Turing.jl: SMC arguments

Created on 28 Feb 2018 · 32Comments · Source: TuringLang/Turing.jl

Sorry if the answer to this question is obvious, but can the SMC function take other arguments than the number of particles, e.g. resampling threshold/method? Also, is it possible to retrieve the weights from the SMC sampler, along with the samples?

discussion new-feature

Source

awellis

Most helpful comment

I can see the benefit but I'm still not convinced as storing weights for a few thousand particles over a reasonable number of iterations would easily generate a large memory overhead. Even with 16bit precision. And if I understand it right, visualizing statistics on the weights would actually be already quite informative. @awellis is this correct?

I'll make a new issue for this as it seems to be a feature many people could be interested in.

trappmartin on 4 Sep 2018

👍2

All 32 comments

Hi !
It's indeed not clearly documented but the objected returned when calling sample() on a model is a Chain. It has a value2 attribute being an array of all samples, each Sample having a weight attribute.

Best,
regards

emilemathieu on 12 Mar 2018

Hi,
I've been trying out Turing again, and as I'm quite new to Julia, how to extract samples and weights isn't obvious to me.

As far as I can, I can obtain a matrix containing all particles from the value attribute of a Chain and in the value2 attribute, I get a Sample object, which contains a weight and a dictionary of samples for each iteration.

It seems that the weight represents the log evidence at each iteration, but is it possible to access the weight of each particle at each iteration? This would be useful, e.g. for plotting a weighted mean of the state variables, if resampling is not performed at each time step, and the weights are not uniform.

Is this currently possible? (Sorry if the answer is obvious)

My other question referred to the resampling method and resampling threshold: is it possible to use any resampling method other than the default (resampleSystematic), and to change the threshold used for resampling?

cheers,
Andrew

awellis on 18 Jun 2018

Hi Andrew !

Indeed Chain.value2 is a list of Sample with the weight being the log evidence at each iteration. You are right, it would be better to have each particle weight at each iterations, you could modify the SMC code to save all particles weights.

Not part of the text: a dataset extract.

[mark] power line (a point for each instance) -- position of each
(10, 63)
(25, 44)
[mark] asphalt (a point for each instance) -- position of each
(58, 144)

Concerning your 2nd question, there is a resampler argument in SMC, for which you can use one of the implemented resampling schemes.

Cheers,
Emile

PS: This should change in the future to be easier to use cf https://github.com/TuringLang/Turing.jl/issues/413.

emilemathieu on 19 Jun 2018

Hi Emile,

thanks for your reply. I will try to modify the SMC code to save the particle weights at each iteration, and I've figured out how to use the resampler argument, thanks.

I'm wondering if there might be a problem with resampling. I've been playing around with a state space model (using SMC), and it seems that no matter how low I set the resampling threshold, the particles are resampled at the first iteration, which results in all particles having the same value.

I have created an example here.

Is this intended behaviour?

cheers,
Andrew

awellis on 20 Jun 2018

Hi Andrew,

In SMC, the resampler_threshold is used here: https://github.com/TuringLang/Turing.jl/blob/master/src/samplers/smc.jl#L59.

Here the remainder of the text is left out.